Reviews

How They Were Found by Matt Bell

Review by Tobias Carroll

It’s hard to think of another collection in recent memory that covers as much stylistic ground while still maintaining a high level of quality as Matt Bell’s How They Were Found (Keyhole Press). It follows last year’s chapbook How the Broken Lead the Blind — and, typing this out now, there’s a sudden recognition that the titles of the two collections, taken together, begin to imply a story of their own. Two of the longer stories in How They Were Found initially appeared as standalone chapbooks: “Wolf Parts,” a sort of deconstruction of Red Riding Hood, and “The Collectors,” Bell’s postmodern take on the reclusive Collyer brothers and their obsessive tendencies towards collecting and hoarding objects of every variety.
     From these two stories, one might take Bell for a writer on the more accessible side of experimental fiction: a curator and manipulator of certain known quantities, sometimes making himself known as he walks among the scenes he presents. But after reading the thirteen stories collected here, a picture emerges of a writer with a much grander reach. Along with the more structurally complex stories mentioned earlier, How They Were Found also offers a taut account of the coverup and investigation of a murder, a surreal story of amnesiac soldiers in a polar landscape, and a tale of a woman’ encounter with the personification of her ex-lover’s lost idiosyncrasies and bad habits.
     And yet, for all of the intentional surrealism of some of these stories, there’s an emotional specificity that resonates. How They Were Found opens with “The Cartographer’s Girl,” which at first seems to fall into a certain corner of contemporary fiction: an unnamed city, a protagonist known only by his occupation, a crucial character now missing, the incorporation of symbols into the text. Yet the sense of loss here makes sense; even as the setting seems stylized, the characters are recognizably human; the protagonist’s namelessness feels less like some nod towards making him an Everyman and more a logical outgrowth of his particular job, of the assigning of titles to specific points in space.
     One could suggest Angela Carter or Steve Erickson as reference points, but Bell also draws from less expected sources: the repetitive, occasionally brutal structure of “Hold On To Your Vacuum,” for example, has an experiential similarity to video games, a topic Bell has incorporated in his fiction and discussed in essays and on his blog.
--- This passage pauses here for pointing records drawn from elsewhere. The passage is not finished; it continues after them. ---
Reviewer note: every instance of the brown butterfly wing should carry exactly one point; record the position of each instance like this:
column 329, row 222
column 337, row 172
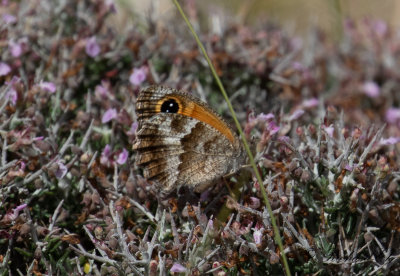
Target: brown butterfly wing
column 177, row 150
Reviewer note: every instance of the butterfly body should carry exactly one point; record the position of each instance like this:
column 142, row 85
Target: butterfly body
column 182, row 141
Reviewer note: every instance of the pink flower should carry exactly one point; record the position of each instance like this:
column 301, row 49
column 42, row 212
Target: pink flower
column 273, row 128
column 105, row 155
column 122, row 157
column 392, row 115
column 61, row 171
column 138, row 76
column 329, row 130
column 257, row 236
column 371, row 89
column 254, row 202
column 92, row 48
column 12, row 96
column 15, row 211
column 109, row 115
column 313, row 102
column 102, row 89
column 15, row 48
column 4, row 69
column 178, row 268
column 47, row 86
column 296, row 114
column 210, row 224
column 389, row 141
column 9, row 18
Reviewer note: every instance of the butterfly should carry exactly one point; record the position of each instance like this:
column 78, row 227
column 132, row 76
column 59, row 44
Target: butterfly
column 181, row 141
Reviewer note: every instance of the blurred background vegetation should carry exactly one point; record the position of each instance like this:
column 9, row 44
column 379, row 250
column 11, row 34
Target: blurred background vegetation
column 294, row 15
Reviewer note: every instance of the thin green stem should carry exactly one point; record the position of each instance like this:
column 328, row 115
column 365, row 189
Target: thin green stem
column 277, row 237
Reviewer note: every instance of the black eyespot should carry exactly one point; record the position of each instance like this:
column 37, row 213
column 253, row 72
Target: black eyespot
column 170, row 106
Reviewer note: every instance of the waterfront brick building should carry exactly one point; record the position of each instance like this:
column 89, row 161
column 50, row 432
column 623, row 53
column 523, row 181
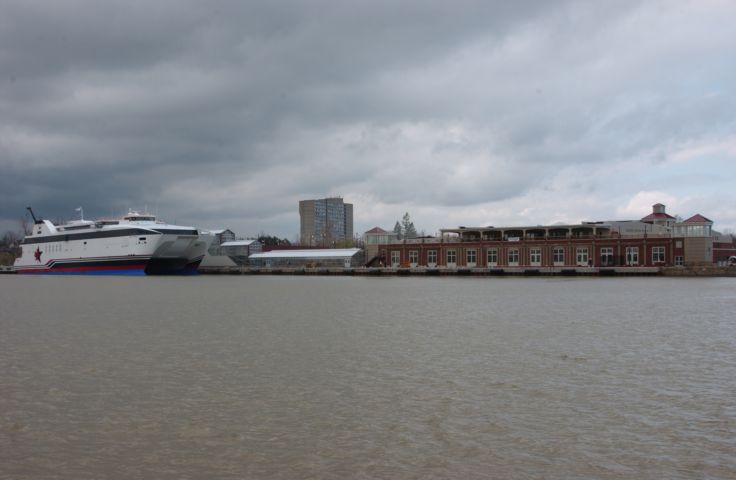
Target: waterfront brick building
column 652, row 242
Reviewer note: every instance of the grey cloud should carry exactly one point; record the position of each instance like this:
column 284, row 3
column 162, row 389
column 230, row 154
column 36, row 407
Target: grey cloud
column 235, row 109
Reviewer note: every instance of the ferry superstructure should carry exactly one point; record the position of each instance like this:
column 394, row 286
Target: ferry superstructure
column 136, row 244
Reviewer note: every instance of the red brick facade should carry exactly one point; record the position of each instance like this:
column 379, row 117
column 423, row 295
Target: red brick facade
column 537, row 253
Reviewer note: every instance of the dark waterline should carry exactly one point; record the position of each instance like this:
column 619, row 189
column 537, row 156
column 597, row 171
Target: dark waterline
column 321, row 377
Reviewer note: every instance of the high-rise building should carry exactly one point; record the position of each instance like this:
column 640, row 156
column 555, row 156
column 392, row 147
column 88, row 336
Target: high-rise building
column 325, row 221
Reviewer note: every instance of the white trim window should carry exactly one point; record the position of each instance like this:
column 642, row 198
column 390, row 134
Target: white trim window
column 431, row 258
column 513, row 257
column 471, row 257
column 606, row 256
column 632, row 256
column 581, row 256
column 535, row 256
column 558, row 256
column 492, row 256
column 451, row 258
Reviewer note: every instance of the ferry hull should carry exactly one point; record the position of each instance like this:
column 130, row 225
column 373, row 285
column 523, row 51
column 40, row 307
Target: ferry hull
column 88, row 267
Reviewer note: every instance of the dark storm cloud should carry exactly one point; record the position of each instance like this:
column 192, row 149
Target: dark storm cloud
column 233, row 111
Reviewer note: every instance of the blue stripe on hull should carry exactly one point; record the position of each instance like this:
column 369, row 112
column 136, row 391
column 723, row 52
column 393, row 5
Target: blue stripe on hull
column 122, row 272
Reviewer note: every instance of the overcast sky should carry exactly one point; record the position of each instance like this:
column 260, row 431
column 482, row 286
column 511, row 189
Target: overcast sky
column 226, row 114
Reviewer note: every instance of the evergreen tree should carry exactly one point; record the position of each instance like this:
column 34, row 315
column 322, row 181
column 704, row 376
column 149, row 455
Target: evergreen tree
column 408, row 227
column 398, row 231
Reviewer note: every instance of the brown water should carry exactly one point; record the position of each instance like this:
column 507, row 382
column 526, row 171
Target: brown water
column 333, row 378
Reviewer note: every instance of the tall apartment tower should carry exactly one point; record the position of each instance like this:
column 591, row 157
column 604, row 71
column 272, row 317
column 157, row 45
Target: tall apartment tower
column 325, row 221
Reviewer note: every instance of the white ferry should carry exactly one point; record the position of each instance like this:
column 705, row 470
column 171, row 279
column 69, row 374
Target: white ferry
column 136, row 244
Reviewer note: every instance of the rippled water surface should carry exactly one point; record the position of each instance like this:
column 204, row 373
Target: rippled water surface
column 341, row 377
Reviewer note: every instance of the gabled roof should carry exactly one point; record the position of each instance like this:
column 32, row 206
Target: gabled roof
column 238, row 243
column 658, row 216
column 698, row 218
column 313, row 253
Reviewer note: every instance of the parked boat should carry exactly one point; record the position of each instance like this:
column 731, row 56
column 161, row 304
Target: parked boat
column 136, row 244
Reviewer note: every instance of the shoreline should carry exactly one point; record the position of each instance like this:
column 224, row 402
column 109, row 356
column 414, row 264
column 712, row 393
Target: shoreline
column 696, row 271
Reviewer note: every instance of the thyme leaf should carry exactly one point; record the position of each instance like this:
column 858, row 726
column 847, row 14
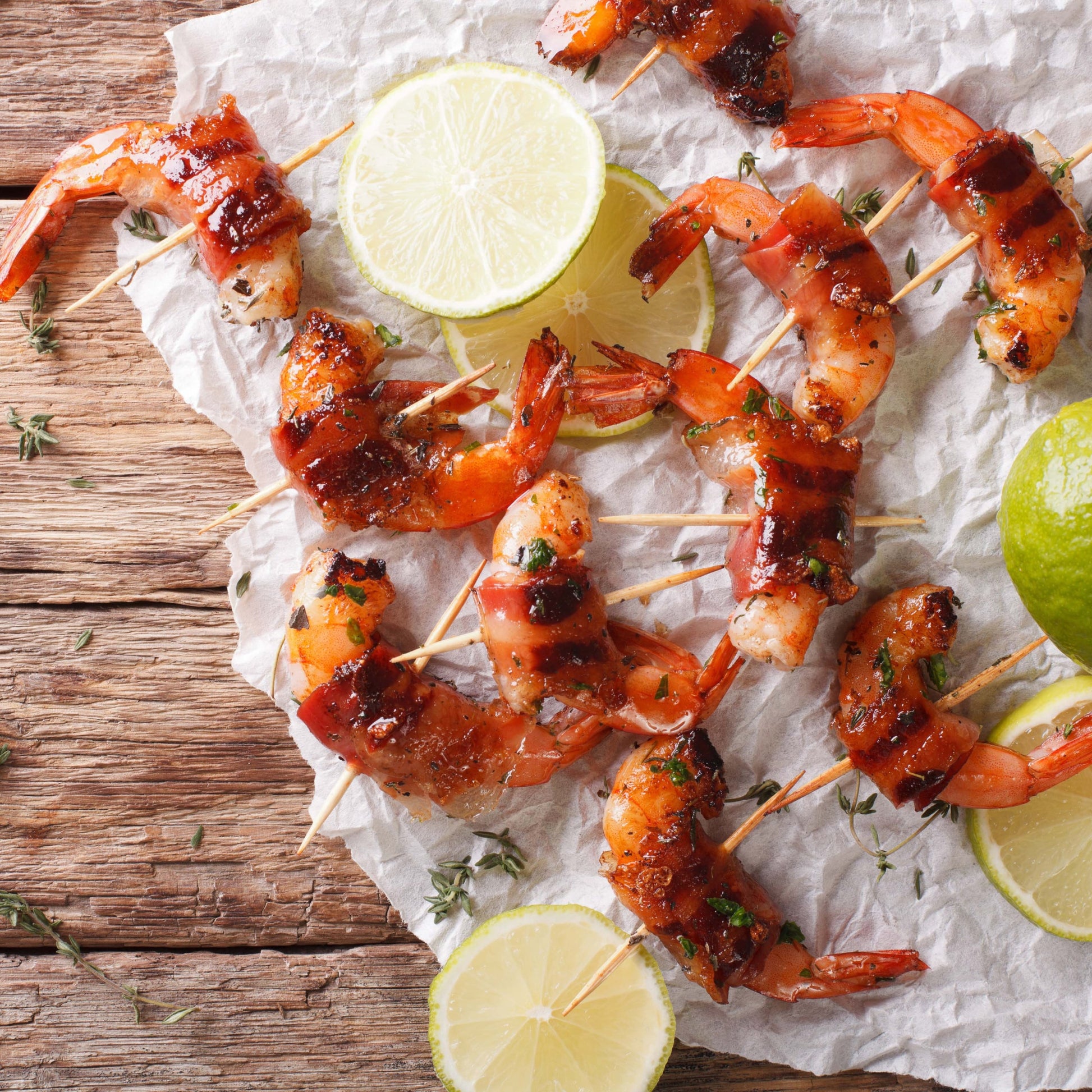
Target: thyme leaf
column 34, row 921
column 143, row 226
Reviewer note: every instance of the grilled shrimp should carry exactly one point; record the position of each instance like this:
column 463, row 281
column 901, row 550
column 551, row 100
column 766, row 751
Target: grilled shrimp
column 824, row 270
column 714, row 919
column 911, row 749
column 210, row 172
column 988, row 182
column 348, row 449
column 545, row 627
column 735, row 48
column 795, row 480
column 337, row 604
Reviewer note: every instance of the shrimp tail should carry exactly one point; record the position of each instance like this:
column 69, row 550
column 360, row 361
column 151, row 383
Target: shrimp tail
column 1063, row 756
column 834, row 122
column 615, row 394
column 673, row 237
column 539, row 405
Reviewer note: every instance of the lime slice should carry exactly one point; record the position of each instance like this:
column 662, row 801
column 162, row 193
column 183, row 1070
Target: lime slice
column 1039, row 855
column 597, row 300
column 470, row 189
column 495, row 1022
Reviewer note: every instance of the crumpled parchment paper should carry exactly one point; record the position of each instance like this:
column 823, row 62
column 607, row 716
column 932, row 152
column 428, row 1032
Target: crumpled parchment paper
column 1004, row 1006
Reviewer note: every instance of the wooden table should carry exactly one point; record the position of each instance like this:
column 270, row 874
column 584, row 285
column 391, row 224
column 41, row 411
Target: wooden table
column 305, row 975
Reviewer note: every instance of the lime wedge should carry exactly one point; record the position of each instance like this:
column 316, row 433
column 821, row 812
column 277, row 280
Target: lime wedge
column 471, row 188
column 495, row 1022
column 597, row 300
column 1039, row 855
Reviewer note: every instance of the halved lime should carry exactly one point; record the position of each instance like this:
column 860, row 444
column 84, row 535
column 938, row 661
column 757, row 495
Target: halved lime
column 471, row 188
column 1039, row 855
column 597, row 300
column 495, row 1022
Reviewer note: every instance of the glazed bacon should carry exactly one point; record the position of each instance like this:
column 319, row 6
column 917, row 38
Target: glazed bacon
column 736, row 48
column 714, row 919
column 424, row 743
column 889, row 728
column 346, row 446
column 210, row 172
column 1031, row 248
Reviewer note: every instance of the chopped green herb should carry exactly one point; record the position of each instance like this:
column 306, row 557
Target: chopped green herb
column 357, row 594
column 143, row 226
column 539, row 554
column 937, row 671
column 883, row 663
column 389, row 340
column 32, row 433
column 755, row 400
column 791, row 934
column 742, row 919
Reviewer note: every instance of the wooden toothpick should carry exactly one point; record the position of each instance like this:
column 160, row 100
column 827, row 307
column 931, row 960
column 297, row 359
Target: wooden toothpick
column 742, row 519
column 353, row 770
column 647, row 61
column 944, row 704
column 185, row 233
column 638, row 591
column 429, row 402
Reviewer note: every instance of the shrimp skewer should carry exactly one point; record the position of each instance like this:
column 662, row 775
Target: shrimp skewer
column 351, row 446
column 734, row 48
column 696, row 897
column 990, row 186
column 826, row 272
column 545, row 627
column 793, row 480
column 914, row 749
column 209, row 172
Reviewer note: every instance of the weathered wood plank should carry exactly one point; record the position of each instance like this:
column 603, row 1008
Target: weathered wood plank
column 70, row 68
column 339, row 1019
column 160, row 470
column 121, row 750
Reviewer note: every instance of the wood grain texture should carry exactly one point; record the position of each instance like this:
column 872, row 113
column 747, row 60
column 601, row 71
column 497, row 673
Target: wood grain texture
column 279, row 1020
column 121, row 749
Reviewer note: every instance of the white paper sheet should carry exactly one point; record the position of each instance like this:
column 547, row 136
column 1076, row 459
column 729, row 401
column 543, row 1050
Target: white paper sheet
column 1005, row 1006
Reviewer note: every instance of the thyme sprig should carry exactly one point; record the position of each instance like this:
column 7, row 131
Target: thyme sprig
column 450, row 890
column 760, row 793
column 509, row 856
column 143, row 226
column 40, row 334
column 880, row 855
column 22, row 915
column 32, row 433
column 746, row 167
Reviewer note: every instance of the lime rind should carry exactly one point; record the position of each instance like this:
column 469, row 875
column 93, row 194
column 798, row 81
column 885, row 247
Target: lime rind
column 439, row 992
column 1061, row 847
column 565, row 245
column 700, row 272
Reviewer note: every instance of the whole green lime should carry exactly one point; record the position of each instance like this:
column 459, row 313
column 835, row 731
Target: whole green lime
column 1047, row 529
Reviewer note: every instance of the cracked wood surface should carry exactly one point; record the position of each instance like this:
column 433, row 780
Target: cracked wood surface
column 305, row 975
And it’s moments such as these that make Bell’s fiction feel uniquely modern: he’s folding unexpected elements in to his fiction in neatly organic ways; not simply namechecking technology, but understanding how to make it work within the context of his fiction.
     It doesn’t hurt that Bell’s empathy with his characters is consistent even when his fiction is at its most structurally experimental. “An Index of How Our Family Was Killed” is exactly what its title suggests. Yet Bell finds the emotional resonance in that form, sometimes through repetition, and sometimes through a perfectly arranged phrase. And one of these entries — “Family, as in something broken or lost” — both stands on its own as a particularly wrenching passage and seems to summon up and recontextualize the titles of both of Bell’s collections.
     The expansiveness of this collection may be disorienting at first. The damaged protagonist of “Dredge,” trying desperately to solve a murder he’s incapable of rationally investigating, may seem like an uneasy neighbor of the fragmented variations on familiar characters in “Wolf Parts” or the religious leader haunted by revelations of an mechanical messiah in in “His Last Great Gift.” But taken together, the entirety of this collection represents an attempt to marry several generations of literary techniques, to find common ground between the ultra-modern and the classical, the historic and the post-modern. It’s a venture at which Bell succeeds, yielding something that’s also a pleasure to read.

About the author:

Tobias Carroll lives in Brooklyn. He writes about music and books (and sometimes the places where they overlap). His fiction has appeared in THE2NDHAND, 3:AM, Word Riot, Vol.1, and as part of Featherproof Books’ “Light Reading” series. He is presently working on REEL, a short novel.